A demora do Supremo Tribunal Federal em decidir se mantém ou não uma liminar que impediu a promoção de quatro promotores públicos no Acre tem impedido que o MP reforce seu quadro de procuradores. Essa é a alegação do MP-AC ao pedir Mandado de Segurança no STF contra a liminar concedida pelo Conselho Nacional do Ministério Público. O CNMP suspendeu uma decisão do Conselho Superior do Ministério Público do Acre, que anulou as promoções dos promotores ao cargo de procuradores de Justiça.

A liminar foi concedida pelo conselheiro do CNMP Francisco Maurício Rabelo de Albuquerque Silva, em uma reclamação que pediu a preservação da competência e autonomia das decisões do Conselho, proposta pelo promotor de Justiça do MP-AC João Marques Pires.

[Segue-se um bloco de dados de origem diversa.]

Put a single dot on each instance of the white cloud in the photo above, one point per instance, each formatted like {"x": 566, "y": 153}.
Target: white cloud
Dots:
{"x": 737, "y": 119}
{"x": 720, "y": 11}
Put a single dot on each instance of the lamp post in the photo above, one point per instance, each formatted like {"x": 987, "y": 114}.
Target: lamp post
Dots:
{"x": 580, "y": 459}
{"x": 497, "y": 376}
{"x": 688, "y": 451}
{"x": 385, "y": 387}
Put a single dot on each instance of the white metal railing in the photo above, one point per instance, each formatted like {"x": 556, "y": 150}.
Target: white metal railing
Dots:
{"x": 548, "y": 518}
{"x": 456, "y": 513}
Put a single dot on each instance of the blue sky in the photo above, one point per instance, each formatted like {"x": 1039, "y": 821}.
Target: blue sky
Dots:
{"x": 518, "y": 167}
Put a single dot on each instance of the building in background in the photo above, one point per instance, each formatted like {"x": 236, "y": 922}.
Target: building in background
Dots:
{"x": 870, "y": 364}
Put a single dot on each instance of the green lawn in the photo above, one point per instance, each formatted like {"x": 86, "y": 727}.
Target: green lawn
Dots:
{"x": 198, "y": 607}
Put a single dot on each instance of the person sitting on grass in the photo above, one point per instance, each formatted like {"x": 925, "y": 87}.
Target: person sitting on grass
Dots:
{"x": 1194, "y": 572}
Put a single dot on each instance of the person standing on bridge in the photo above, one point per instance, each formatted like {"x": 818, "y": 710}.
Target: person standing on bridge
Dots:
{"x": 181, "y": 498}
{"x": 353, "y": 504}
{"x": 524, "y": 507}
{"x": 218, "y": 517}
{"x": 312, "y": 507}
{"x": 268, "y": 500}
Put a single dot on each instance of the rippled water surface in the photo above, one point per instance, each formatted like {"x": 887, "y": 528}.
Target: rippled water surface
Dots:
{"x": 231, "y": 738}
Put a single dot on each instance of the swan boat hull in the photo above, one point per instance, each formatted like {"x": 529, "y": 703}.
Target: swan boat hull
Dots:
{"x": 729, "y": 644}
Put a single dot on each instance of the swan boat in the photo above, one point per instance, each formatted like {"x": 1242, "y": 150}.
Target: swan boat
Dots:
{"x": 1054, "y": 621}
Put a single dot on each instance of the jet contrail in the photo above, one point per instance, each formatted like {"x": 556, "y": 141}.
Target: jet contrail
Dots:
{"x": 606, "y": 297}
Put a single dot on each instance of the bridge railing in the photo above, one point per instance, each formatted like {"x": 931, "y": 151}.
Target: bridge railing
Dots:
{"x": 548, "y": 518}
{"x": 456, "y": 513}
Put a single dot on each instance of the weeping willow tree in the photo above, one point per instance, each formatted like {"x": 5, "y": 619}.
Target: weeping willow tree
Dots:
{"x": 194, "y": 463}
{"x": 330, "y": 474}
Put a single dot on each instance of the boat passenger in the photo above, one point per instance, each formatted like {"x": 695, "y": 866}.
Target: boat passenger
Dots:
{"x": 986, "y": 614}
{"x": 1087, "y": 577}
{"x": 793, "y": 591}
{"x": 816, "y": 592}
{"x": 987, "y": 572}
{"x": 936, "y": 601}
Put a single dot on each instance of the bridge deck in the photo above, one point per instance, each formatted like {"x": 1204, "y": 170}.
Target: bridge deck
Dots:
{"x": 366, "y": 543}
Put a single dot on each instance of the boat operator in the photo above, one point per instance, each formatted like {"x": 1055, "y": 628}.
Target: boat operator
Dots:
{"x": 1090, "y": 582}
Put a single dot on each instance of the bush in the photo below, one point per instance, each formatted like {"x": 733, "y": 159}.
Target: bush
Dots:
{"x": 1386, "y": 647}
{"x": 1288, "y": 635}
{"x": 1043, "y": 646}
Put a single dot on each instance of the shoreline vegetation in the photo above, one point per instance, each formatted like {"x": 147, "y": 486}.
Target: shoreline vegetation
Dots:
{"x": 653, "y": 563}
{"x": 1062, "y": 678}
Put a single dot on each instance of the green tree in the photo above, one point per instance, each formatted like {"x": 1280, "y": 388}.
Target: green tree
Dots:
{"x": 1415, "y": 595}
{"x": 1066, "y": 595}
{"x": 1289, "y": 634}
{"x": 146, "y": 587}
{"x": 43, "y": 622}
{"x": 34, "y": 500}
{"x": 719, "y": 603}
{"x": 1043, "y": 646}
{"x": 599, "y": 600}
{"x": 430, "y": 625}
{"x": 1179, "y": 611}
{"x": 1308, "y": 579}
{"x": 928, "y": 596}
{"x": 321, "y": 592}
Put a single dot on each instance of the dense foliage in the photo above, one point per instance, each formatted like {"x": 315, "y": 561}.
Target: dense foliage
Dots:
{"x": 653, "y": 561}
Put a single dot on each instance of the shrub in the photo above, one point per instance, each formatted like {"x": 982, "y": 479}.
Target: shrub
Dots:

O autor da reclamação queria a anulação do despacho da administração superior do MP-AC, alegando que as promoções obedeceram o Regimento Interno do CNMP.

No pedido de Mandado de Segurança, a procuradora-geral de Justiça do Acre, Giselle Mubarac Detoni, que atua em nome do MP-AC, alega transgressão do princípio da autotutela, tendo em vista a Súmula 346 do STF, segundo a qual “a administração pública pode declarar a nulidade dos seus próprios atos”.

Alega, ainda, demora na solução do processo, lembrando que há outros três pedidos de Mandado de Segurança tramitando na suprema corte, o primeiro deles de dezembro de 2008, todos sob relatoria do ministro Carlos Britto, ainda não apreciados. Isto estaria comprometendo a atuação do MP-AC, que sente a falta de quatro procuradores. Se mantida a decisão do Conselho do MP local, poderão ser tomadas as medidas para novos processos de promoção.

Em outubro de 2007, o MP-AC publicou editais declarando a abertura de quatro vagas para o cargo de procurador de Justiça, a serem preenchidas, alternadamente, pelos critérios de merecimento e antiguidade, observando as normas estabelecidas pelo CNMP, notadamente as Resoluções 2/05 e 1/06 do Conselho Superior do Ministério Público do Acre. Em dezembro de 2007, o CSMP-AC decidiu pela promoção dos promotores Gilcely Evangelista de Araújo Souza e Álvaro Luiz Araújo Pereira, pelo critério de merecimento, e Carlos Roberto da Silva Maia e Kátia Rejane de Araújo Rodrigues, pelo critério de antiguidade.

Entretanto, em fevereiro de 2008, uma liminar do conselheiro Sérgio Alberto Frazão do Couto, do CNMP, em procedimento de controle administrativo instaurado a pedido do promotor de Justiça João Marques Pires, suspendeu os atos de gestão que se seguiriam à escolha dos promotores. No PCA, o promotor pedia a nulidade dos editais que regularam as promoções por merecimento, em virtude de suposto vício de publicidade na condução do processo e inobservância de norma constitucional que, no seu entender, limitaria a inscrição no certame de acesso às procuradorias aos promotores de Justiça que integrassem a quinta parte da lista de antiguidade da entrância especial.

Diante disso, a administração superior do MP-AC suspendeu as promoções por merecimento, mas deixou também de empossar os promotores promovidos por antiguidade. Posteriormente, a liminar acabou confirmada, por maioria, pelo Plenário do CNMP. Contra essa decisão, o MP-AC e os interessados pelas promoções, tanto por merecimento quanto por antiguidade, pediram Mandados de Segurança no Supremo, mas até hoje eles não foram julgados.

Por outro lado, diante da fundamentação do CNMP de que teriam sido detectadas irregularidades insanáveis nos processos de promoção, o MP-AC decretou a anulação de todos os procedimentos administrativos de promoção, valendo-se, para tanto, do poder de autotutela dos seus atos. Entretanto, o promotor de Justiça João Marques Pires conseguiu uma nova liminar, esta do conselheiro Francisco Maurício Rabelo de Albuquerque Silva, ordenando a suspensão do ato de anulação do certame de promoção.